I take a box into your bedroom and start with the closet. Behind the clothes I uncover bundles of photos and an old stuffed dog with a rubber band holding folded tissue over its missing eye. In the corner on the floor I spot the magic decoder ring you bought with a box top and a one dollar bill, and slip it on my pinky. When you revealed the secret code to me back then I wanted to write it down but you said “keep it in your mind, that way you’ll never lose it.” I still remember Izqao.  It meant later. I’ll tell you later. When Mom asked you where you’d been, and you made up a story, you’d wink at me. “Izqao,” and I’d know eventually I’d hear what really happened.

You always loved codes, making your living creating languages only a machine could understand. You gave up teaching me formulas and sent me books instead—theories of nothingness, the concept of zero. Books teeter in three-foot stacks on your dresser. There’s more on the floor and they’re zigzagged on your nightstand. I pluck one off the top and read the title, but it makes no sense to me so I put it back. You used to tell me nothing can be something, like an open mind, and I didn’t get it then but now that you’re gone I think I do. I feel it in this house surrounded by what’s left of you, the something that feels like zero. The zero that still feels like something.

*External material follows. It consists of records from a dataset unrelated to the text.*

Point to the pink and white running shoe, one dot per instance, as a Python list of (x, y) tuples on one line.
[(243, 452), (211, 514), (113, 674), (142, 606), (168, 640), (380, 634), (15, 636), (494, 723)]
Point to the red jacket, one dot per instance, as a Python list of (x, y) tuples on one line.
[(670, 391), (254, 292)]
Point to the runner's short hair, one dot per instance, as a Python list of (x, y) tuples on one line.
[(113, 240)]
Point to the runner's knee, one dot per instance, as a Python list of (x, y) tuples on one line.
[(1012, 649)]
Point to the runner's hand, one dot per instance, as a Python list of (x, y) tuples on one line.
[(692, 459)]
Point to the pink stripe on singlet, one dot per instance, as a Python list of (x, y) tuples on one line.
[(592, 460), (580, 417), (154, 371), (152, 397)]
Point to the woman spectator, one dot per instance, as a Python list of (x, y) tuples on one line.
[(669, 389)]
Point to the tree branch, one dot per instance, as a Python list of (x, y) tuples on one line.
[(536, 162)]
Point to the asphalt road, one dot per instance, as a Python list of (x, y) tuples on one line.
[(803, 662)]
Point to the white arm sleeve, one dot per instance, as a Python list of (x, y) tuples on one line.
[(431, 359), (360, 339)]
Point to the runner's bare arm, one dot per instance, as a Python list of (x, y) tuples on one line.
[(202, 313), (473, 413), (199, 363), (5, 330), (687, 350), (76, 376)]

It’s growing dark and I’ve only filled up half a box. I step outside and trace the first visible stars with my finger, making the sign for infinity, another concept you loved. I wonder if zero and infinity mean nothing forever or a limitless open mind, and I try to ponder this like you but even though I have your toes and your hair your mind is a mystery. I spin the decoder ring. Izqao. You’ll tell me later. I leave my half-filled box in the house and drive away.